Alejandro Naif

Personal information
- Full name: Raúl Alejandro Naif
- Date of birth: March 23, 1973 (age 52)
- Place of birth: Córdoba, Argentina
- Height: 1.83 m (6 ft 0 in)
- Position(s): Striker

Youth career
- Colón de Córdoba

Senior career*
- Years: Team / Apps / (Gls)
- 1991–1992: Colón Santa Fe / 1 / (0)
- 1992–1993: Juan Aurich
- 1994–1995: Deportivo Español / 10 / (4)
- 1995–1996: Nueva Chicago
- 1996–1997: Victoria / 47 / (25)
- 1998: Audax Italiano / 12 / (4)
- 1999: Santiago Wanderers / 16 / (4)
- 1999–2000: Victoria
- 2000–2001: Marathón / 32 / (6)
- 2001: Provincial Osorno
- 2002: Deportes Puerto Montt / 28 / (12)
- 2003: Provincial Osorno
- 2004: Santa Fe / 1 / (0)
- 2005: Provincial Osorno
- 2006–2007: Victoria / 15 / (5)

International career
- 2002–2004: Palestine

= Alejandro Naif =

Palestinian footballer

Raúl Alejandro Naiff (born March 23, 1973) is a former footballer.
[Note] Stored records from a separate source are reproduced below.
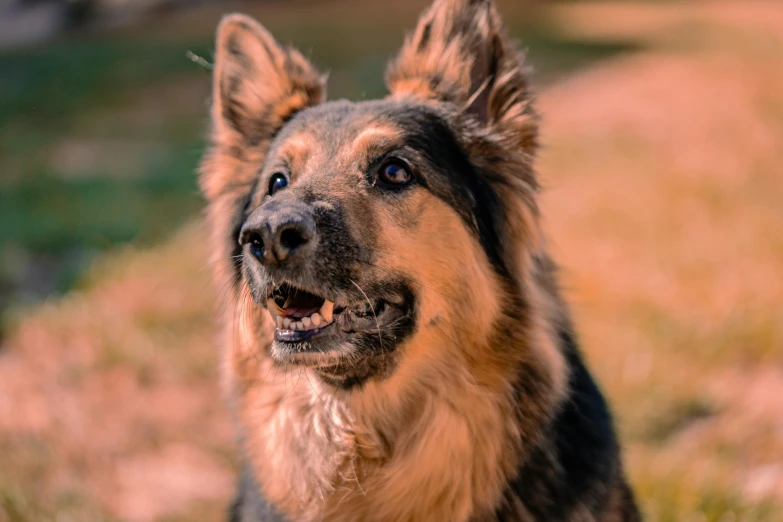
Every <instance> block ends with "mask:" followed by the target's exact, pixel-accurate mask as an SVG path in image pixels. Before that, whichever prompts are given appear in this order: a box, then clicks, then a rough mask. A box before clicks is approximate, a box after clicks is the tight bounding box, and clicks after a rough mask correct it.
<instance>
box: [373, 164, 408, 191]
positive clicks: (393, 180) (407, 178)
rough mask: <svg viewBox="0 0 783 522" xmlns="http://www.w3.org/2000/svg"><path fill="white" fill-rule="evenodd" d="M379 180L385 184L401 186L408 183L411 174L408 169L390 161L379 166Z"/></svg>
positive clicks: (399, 164) (404, 166)
mask: <svg viewBox="0 0 783 522" xmlns="http://www.w3.org/2000/svg"><path fill="white" fill-rule="evenodd" d="M380 177H381V181H383V182H384V183H386V184H387V185H394V186H398V187H399V186H402V185H407V184H408V183H410V181H411V179H412V176H411V174H410V172H408V169H406V168H405V166H403V165H402V164H400V163H397V162H394V161H393V162H390V163H386V164H385V165H384V166H383V167H381V172H380Z"/></svg>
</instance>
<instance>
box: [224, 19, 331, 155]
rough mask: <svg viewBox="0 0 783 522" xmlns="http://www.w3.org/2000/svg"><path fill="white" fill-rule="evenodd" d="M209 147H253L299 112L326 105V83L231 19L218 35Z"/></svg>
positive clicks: (271, 38)
mask: <svg viewBox="0 0 783 522" xmlns="http://www.w3.org/2000/svg"><path fill="white" fill-rule="evenodd" d="M213 82H214V83H213V99H212V121H213V141H215V142H216V143H217V144H220V143H233V145H238V144H237V143H236V141H237V140H241V141H242V142H243V145H244V146H257V145H259V144H261V143H262V142H264V141H265V140H270V139H271V138H272V137H274V135H275V133H276V132H277V131H278V130H279V129H280V127H281V126H282V125H283V124H284V123H285V122H286V121H287V120H288V119H289V118H291V116H293V115H294V114H295V113H296V112H297V111H300V110H302V109H304V108H305V107H308V106H311V105H315V104H317V103H320V102H322V101H323V100H324V97H325V91H326V88H325V78H324V77H323V76H321V75H320V74H319V73H318V71H317V70H316V69H315V67H314V66H313V65H312V64H311V63H310V62H309V61H308V60H307V59H305V58H304V57H303V56H302V54H301V53H300V52H299V51H297V50H296V49H293V48H290V47H287V46H282V45H280V44H278V43H277V42H276V41H275V40H274V38H273V37H272V35H271V34H269V32H268V31H267V30H266V29H264V28H263V27H262V26H261V25H260V24H259V23H258V22H256V21H255V20H253V19H252V18H250V17H248V16H245V15H241V14H232V15H228V16H226V17H225V18H224V19H223V20H222V21H221V23H220V26H219V27H218V32H217V42H216V50H215V67H214V79H213Z"/></svg>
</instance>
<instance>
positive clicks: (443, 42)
mask: <svg viewBox="0 0 783 522" xmlns="http://www.w3.org/2000/svg"><path fill="white" fill-rule="evenodd" d="M386 84H387V86H388V87H389V91H390V92H391V95H392V96H394V97H403V96H408V97H414V98H418V99H420V100H424V101H434V102H447V103H454V104H457V105H458V106H460V107H461V108H464V109H465V110H467V112H468V113H469V114H471V115H473V116H474V117H475V118H476V119H477V120H478V121H479V122H480V123H482V124H484V125H487V126H491V127H493V130H495V131H497V132H498V133H499V135H500V136H501V137H502V138H503V139H505V140H508V144H509V145H513V146H516V147H521V149H522V150H523V151H524V152H526V153H533V152H534V151H535V148H536V145H537V116H536V113H535V110H534V108H533V104H532V94H531V92H530V83H529V70H528V68H527V67H526V66H525V61H524V58H523V56H522V55H521V54H520V53H519V52H518V51H517V50H516V48H515V47H514V45H513V44H512V43H511V42H510V41H509V39H508V36H507V35H506V32H505V30H504V29H503V27H502V24H501V22H500V16H499V14H498V12H497V9H496V8H495V6H494V4H493V2H492V1H491V0H436V1H435V2H434V3H433V5H432V6H431V7H430V8H429V9H428V10H426V11H425V12H424V13H423V14H422V15H421V18H420V19H419V22H418V25H417V27H416V29H415V30H414V31H413V33H411V34H410V35H409V36H408V38H407V39H406V41H405V44H404V45H403V47H402V49H401V50H400V52H399V54H398V55H397V57H396V58H395V59H394V60H393V61H392V62H391V63H390V65H389V67H388V69H387V71H386Z"/></svg>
Born in Argentina, he represented Palestine internationally.

==Club career==
Naif played club football in Argentina, Peru, Honduras, Chile and Colombia as well as playing for the Palestine national football team.

He had three different spells with Honduran side C.D. Victoria for whom he netted 32 league goals in total.